Eventually, after much Googling, I came across some references to this issue. It appears that the Linux kernel will not decapsulate the packets without some instruction. The strongSwan IPSec code (http://strongswan.sourcearchive.com/documentation/4.1.4/socket_8c-source.html), which contains a whole C function open_send_socket to arrange this, describes it thus:

/* We don't receive packets on the send socket, but we need a INBOUND policy.
* Otherwise, UDP decapsulation does not work!!! */
This begged the question, could the decapsulation be enabled, with a simple script?

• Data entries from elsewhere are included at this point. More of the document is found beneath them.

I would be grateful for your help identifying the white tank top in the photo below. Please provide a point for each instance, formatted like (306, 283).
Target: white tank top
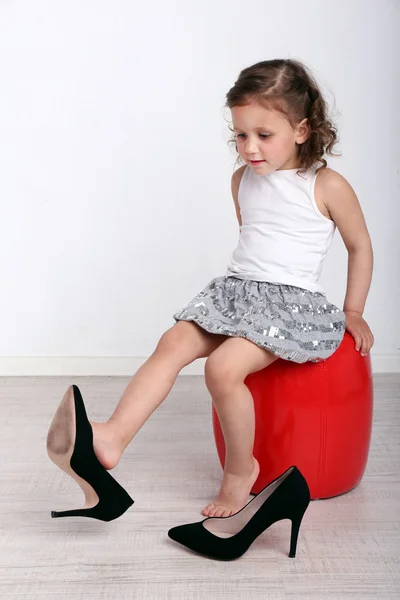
(284, 238)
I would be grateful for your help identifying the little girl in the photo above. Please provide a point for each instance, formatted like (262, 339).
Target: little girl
(269, 303)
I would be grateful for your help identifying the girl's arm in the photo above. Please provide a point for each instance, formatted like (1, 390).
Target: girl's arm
(344, 208)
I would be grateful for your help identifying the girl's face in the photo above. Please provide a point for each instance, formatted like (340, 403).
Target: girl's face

After much experimentation, it turns out the answer is yes.
#!/usr/bin/perl -w

use strict;

use Socket qw( IPPROTO_IP IPPROTO_UDP AF_INET SOCK_DGRAM SOL_SOCKET SO_REUSEADDR INADDR_ANY sockaddr_in );

my $UDP_ENCAP = 100;

# UDP encapsulation types
my $UDP_ENCAP_ESPINUDP_NON_IKE = 1; # /* draft-ietf-ipsec-nat-t-ike-00/01 */
my $UDP_ENCAP_ESPINUDP = 2; # /* draft-ietf-ipsec-udp-encaps-06 */
my $UDP_ENCAP_L2TPINUDP = 3; # /* rfc2661 */

my $Sock;

socket( $Sock, AF_INET, SOCK_DGRAM, IPPROTO_UDP ) || die "::socket: $!";
setsockopt( $Sock, SOL_SOCKET, SO_REUSEADDR, pack( "l", 1 ) );

# struct sadb_x_policy {
# uint16_t sadb_x_policy_len;
# uint16_t sadb_x_policy_exttype;
# uint16_t sadb_x_policy_type;
# uint8_t sadb_x_policy_dir;
# uint8_t sadb_x_policy_reserved;
# uint32_t sadb_x_policy_id;
# uint32_t sadb_x_policy_priority;
# } __attribute__((packed));
# /* sizeof(struct sadb_x_policy) == 16 */

my $SADB_X_EXT_POLICY = 18;
my $IP_IPSEC_POLICY = 16;
my $IPSEC_POLICY_BYPASS = 4;
my $IPSEC_DIR_INBOUND = 1;
my $IPSEC_DIR_OUTBOUND = 2;

# policy.sadb_x_policy_len = sizeof(policy) / sizeof(u_int64_t);
# policy.sadb_x_policy_exttype = SADB_X_EXT_POLICY;
# policy.sadb_x_policy_type = IPSEC_POLICY_BYPASS;
# policy.sadb_x_policy_dir = IPSEC_DIR_OUTBOUND;

my $policy1 = pack("SSSCCLL", 2, $SADB_X_EXT_POLICY, $IPSEC_POLICY_BYPASS, $IPSEC_DIR_OUTBOUND, 0, 0, 0);
my $policy2 = pack("SSSCCLL", 2, $SADB_X_EXT_POLICY, $IPSEC_POLICY_BYPASS, $IPSEC_DIR_INBOUND, 0, 0, 0);

# See http://strongswan.sourcearchive.com/documentation/4.1.4/socket_8c-source.html
if( defined setsockopt( $Sock, IPPROTO_IP, $IP_IPSEC_POLICY, $policy1 ) ) {
   print "setsockopt:: policy OK\n"; }
else { print "setsockopt:: policy FAIL\n"; }

if( defined setsockopt( $Sock, IPPROTO_IP, $IP_IPSEC_POLICY, $policy2 ) ) {
   print "setsockopt:: policy OK\n"; }
else { print "setsockopt:: policy FAIL\n"; }

if( defined setsockopt( $Sock, IPPROTO_UDP, $UDP_ENCAP, $UDP_ENCAP_ESPINUDP) ) {
   print "setsockopt:: UDP_ENCAP OK\n"; }
else { print "setsockopt:: UDP_ENCAP FAIL\n"; }

bind( $Sock, sockaddr_in( 4500, INADDR_ANY ) ) || die "::bind: $!";

sleep;

1;

The sleep command at the end is important: as soon as this script is terminated, the UDP decapsulation ends. However, while it runs, it works just fine. The result is that, once incoming UDP traffic on port 4500 is enabled in the relevant EC2 Security Group, you can now set up a simple NAT-T IPSec VPN, using the above two scripts!

P.S. Don't forget to generate your own encryption keys - the ones above are obviously insecure!